In this sort of mode, there's two quotes that tend to loiter in my head. Nik Cohn on rock'n'roll, lauding what was for him the indispensable aspect that made it Great: "the glorious burst of incoherent noise." Awopbopaloobop. And Phil Elliott, talking about his work: "I just want to make comics that strum at the heartstrings."

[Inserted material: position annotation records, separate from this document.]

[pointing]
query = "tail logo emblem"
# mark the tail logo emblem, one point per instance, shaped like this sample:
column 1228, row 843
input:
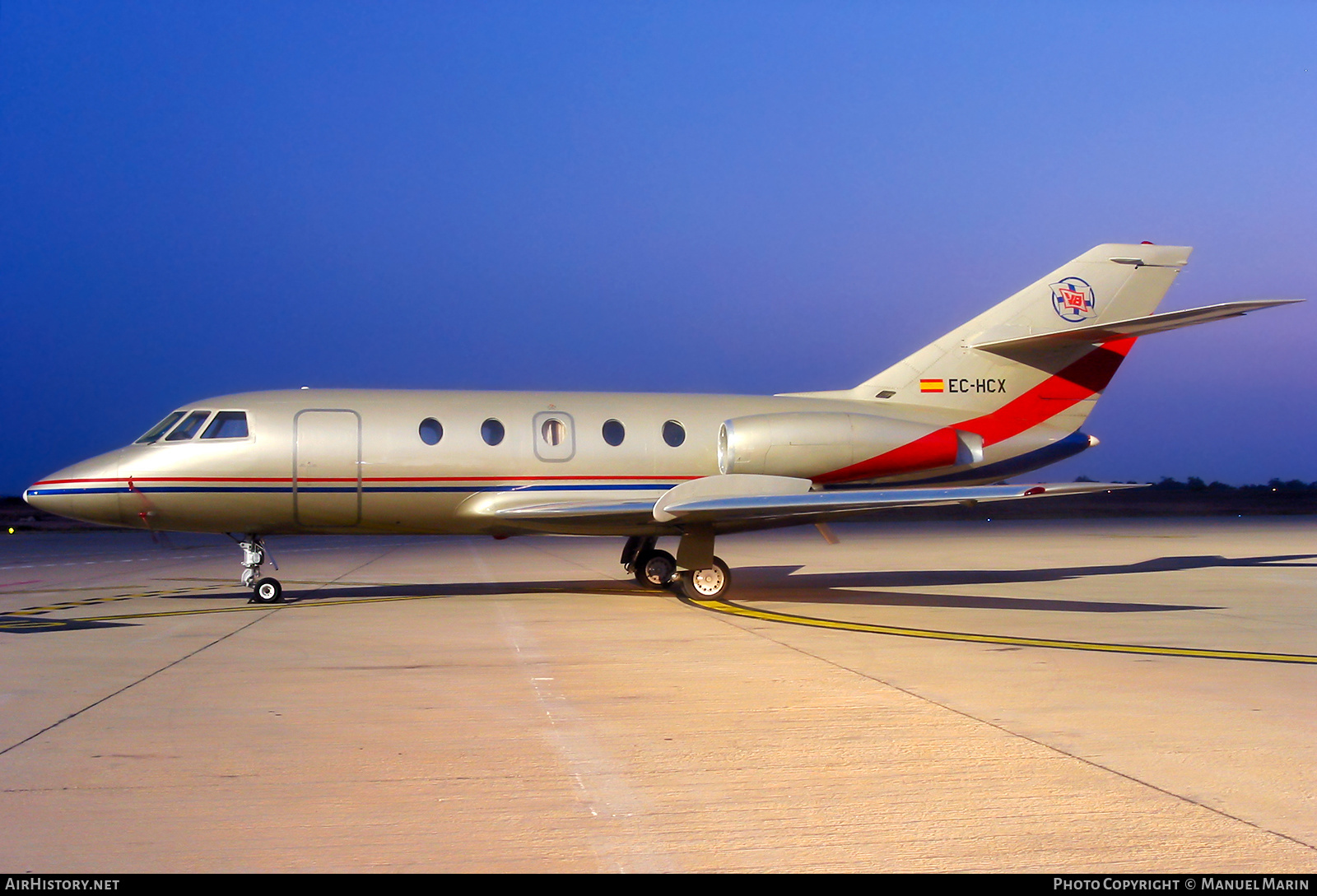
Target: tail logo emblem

After a while, I start typing in rhythm. Oasis' "She's Electric" is much reviled as their "Maxwell's Silver Hammer," but I'm fond of it. It's the kitchen-sink, strange-domestic version of what Kieron Gillen called their "triumphalism": it's the sound of having the best girlfriend in the world. I had a girlfriend who I'd go to a lot of gigs with-a dancer and singer, red-headed Irish with a soprano show voice and a body that showgirls spend small fortunes on replicating-and she once told me that after a while I start kissing in time with the music. I can't hold a note to save my life-I once lived with another singer, who admitted she'd rather smother me than hear me even hum bars while I worked-but my head locks on to a beat like a missile. Grant Morrison once described my stuff as "very musical and percussive." My dad was a drummer, in his youth. One night in the early Sixties, he was approached by two Liverpudlians who said they needed a drummer, and they might have some gigs in Germany... he told me this not long before he died, and I remember him sitting over his cup of tea, staring into space: "I swear it was them. I can't think about it too much, though."

I just switched cadences. The Pixies' "Levitate Me," the song I intend to have played at my funeral. My dad had some thing by Jon Anderson played at his funeral. Jon Anderson's voice hurts my head. I wanted my dad to get out of his coffin so I could smack him, but I realised he would have been laughing at me too hard to mind. So that was okay. So I sat there running the conversation we would have had in my head, trying not to laugh, while my brother and step-brother dissolved into tears. The men in my family tend not to last much past sixty. We run too fast, do too much, stay up too late, shoot around the world and leave blackened bones. It'll be my turn soon.

You'll think I'm dead, but I sail away... on a wave of mutilation... (You know I can fit you in my arms.)